Connect with Jessica through her Website, blogFacebook, Amazon Page, Pinterest, and on Twitter.


  1. Jess, this is such a valuable post! I'm dealing with a bit of burn-out right now. Not from writing, but from trying to write with all the chaos going on around me! I'm going to take this tips to heart.

    1. I'm there with you Edie. For me juggling "real life" issues while writing is my quickest (and the most often way for me) way to burnout. I've learned to start using the different ways to recharge and cut down my projects when stress from things other than writing start closing in on me. Be well!

  2. Great post! Sometimes you really do have to totally unplug, especially as an indie author marketing all the time. Or sometimes changing direction and focusing on a totally different book helps. I know RIGHT where you're coming from here as I was in burnout mode for months this summer.

    1. YES Heather! I feel like this is a constant battle for indies and hybrids. There is such a demand to put books out as a much quicker pace for us. And you touched on something I forgot to -- marketing is draining. Really, really draining. That can really burn us out too. I've had a few months were I had to step back from marketing 100% and just allow myself to enjoy writing and forget about sales for a set time period. I found that helps give me fresh energy for marketing later on.

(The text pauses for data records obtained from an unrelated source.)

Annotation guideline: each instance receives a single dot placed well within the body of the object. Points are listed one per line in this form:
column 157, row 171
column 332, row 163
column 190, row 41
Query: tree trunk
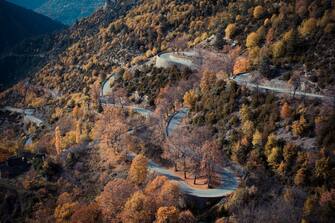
column 184, row 168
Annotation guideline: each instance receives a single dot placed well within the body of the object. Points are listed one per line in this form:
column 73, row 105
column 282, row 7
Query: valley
column 173, row 111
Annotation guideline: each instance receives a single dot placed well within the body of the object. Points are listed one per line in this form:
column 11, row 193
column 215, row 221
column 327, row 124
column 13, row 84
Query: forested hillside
column 177, row 111
column 32, row 4
column 64, row 11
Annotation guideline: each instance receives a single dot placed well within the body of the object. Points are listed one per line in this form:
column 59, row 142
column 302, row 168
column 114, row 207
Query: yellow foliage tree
column 278, row 49
column 248, row 128
column 298, row 127
column 167, row 215
column 258, row 11
column 285, row 111
column 241, row 65
column 138, row 170
column 252, row 40
column 257, row 138
column 58, row 140
column 137, row 209
column 307, row 27
column 78, row 132
column 63, row 212
column 190, row 98
column 271, row 142
column 230, row 30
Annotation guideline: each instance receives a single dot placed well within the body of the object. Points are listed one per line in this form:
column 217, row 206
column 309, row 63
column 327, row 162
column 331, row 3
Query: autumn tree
column 278, row 49
column 285, row 111
column 109, row 128
column 271, row 142
column 241, row 65
column 300, row 177
column 248, row 128
column 95, row 95
column 137, row 209
column 112, row 199
column 230, row 30
column 252, row 40
column 58, row 142
column 167, row 215
column 307, row 27
column 295, row 82
column 138, row 170
column 86, row 213
column 78, row 132
column 186, row 217
column 162, row 192
column 299, row 126
column 121, row 95
column 258, row 12
column 274, row 157
column 190, row 98
column 257, row 138
column 211, row 157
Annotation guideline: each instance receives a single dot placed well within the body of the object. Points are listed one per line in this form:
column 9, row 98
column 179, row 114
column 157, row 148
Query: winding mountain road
column 242, row 80
column 228, row 181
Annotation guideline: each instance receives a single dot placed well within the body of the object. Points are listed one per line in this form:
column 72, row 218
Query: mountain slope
column 31, row 4
column 18, row 23
column 69, row 11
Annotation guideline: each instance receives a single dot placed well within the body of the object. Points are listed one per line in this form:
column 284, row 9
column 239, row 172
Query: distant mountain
column 65, row 11
column 68, row 11
column 29, row 4
column 18, row 24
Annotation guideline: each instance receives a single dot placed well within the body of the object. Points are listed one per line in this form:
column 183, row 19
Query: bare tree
column 295, row 82
column 110, row 126
column 122, row 96
column 95, row 94
column 211, row 156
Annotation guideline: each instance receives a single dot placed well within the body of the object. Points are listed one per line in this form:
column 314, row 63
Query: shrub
column 278, row 49
column 258, row 12
column 254, row 53
column 167, row 214
column 186, row 217
column 307, row 27
column 190, row 98
column 137, row 209
column 252, row 40
column 241, row 65
column 138, row 169
column 230, row 30
column 63, row 212
column 330, row 27
column 267, row 22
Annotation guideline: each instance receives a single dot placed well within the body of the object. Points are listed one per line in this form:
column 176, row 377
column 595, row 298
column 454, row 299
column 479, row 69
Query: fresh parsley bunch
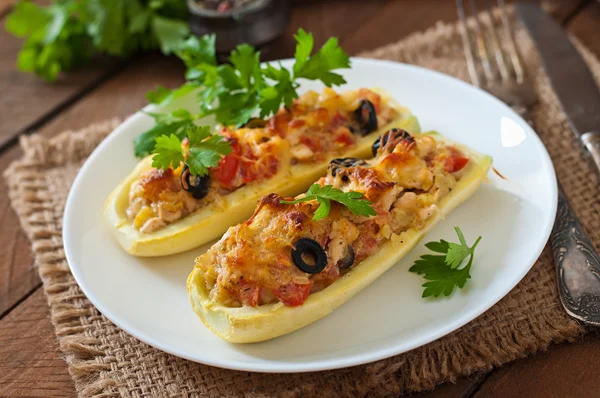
column 236, row 91
column 67, row 33
column 442, row 271
column 204, row 150
column 354, row 201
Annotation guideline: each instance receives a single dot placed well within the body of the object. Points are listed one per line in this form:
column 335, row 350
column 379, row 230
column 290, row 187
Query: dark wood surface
column 30, row 362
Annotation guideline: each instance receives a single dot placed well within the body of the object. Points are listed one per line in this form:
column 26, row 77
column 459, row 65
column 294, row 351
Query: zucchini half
column 254, row 324
column 210, row 222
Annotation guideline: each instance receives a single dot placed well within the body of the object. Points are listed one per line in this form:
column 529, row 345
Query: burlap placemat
column 105, row 361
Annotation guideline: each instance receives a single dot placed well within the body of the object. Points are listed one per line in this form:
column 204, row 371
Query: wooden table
column 30, row 362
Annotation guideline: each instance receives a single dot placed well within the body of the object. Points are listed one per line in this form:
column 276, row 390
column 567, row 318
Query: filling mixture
column 316, row 125
column 282, row 255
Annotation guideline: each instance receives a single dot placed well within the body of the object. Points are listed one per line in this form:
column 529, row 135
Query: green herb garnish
column 205, row 150
column 241, row 89
column 67, row 33
column 354, row 201
column 442, row 271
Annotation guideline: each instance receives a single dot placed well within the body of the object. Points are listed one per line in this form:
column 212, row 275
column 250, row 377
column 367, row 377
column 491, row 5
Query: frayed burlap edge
column 104, row 361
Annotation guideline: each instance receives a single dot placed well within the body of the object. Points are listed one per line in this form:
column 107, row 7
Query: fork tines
column 486, row 32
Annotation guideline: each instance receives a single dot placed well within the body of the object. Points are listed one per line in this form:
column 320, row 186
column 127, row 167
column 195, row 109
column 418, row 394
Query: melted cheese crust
column 252, row 265
column 314, row 127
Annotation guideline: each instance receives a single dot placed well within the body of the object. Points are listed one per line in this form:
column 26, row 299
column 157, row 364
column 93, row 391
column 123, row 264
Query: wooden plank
column 565, row 370
column 38, row 372
column 27, row 100
column 586, row 26
column 118, row 98
column 27, row 362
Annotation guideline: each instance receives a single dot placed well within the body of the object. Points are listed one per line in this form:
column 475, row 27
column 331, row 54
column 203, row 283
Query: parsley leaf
column 167, row 152
column 66, row 33
column 204, row 150
column 354, row 201
column 441, row 271
column 175, row 122
column 319, row 66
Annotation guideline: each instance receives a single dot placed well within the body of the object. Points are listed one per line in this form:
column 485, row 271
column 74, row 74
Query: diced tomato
column 227, row 170
column 279, row 123
column 295, row 123
column 293, row 294
column 318, row 117
column 338, row 120
column 249, row 293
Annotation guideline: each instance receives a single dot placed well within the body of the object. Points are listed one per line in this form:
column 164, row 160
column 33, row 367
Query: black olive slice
column 348, row 259
column 344, row 163
column 385, row 137
column 255, row 123
column 366, row 117
column 196, row 185
column 308, row 249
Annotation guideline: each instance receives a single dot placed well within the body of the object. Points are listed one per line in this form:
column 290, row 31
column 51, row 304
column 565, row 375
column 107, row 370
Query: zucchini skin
column 210, row 222
column 255, row 324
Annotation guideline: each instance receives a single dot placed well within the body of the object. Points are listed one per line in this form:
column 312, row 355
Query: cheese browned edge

  3. This one sure grabbed my attention! I have some of the classic burnout symptoms. I asked my friends on Facebook if they knew of a lone writer's retreat to fit anyone's budget. One of my writer friends offered her home anytime between 12/21 through 1/9, as she'll be out of town for 3 weeks. I have a 4 night retreat planned. Just me, some rest, and my laptop to finish up my next book. This is how I'm handling my slight burnout.

    1. Wow Terri! What an amazing opportunity. Spend some of your time unplugged from the Internet and a retreat like that is sure to recharge and inspire.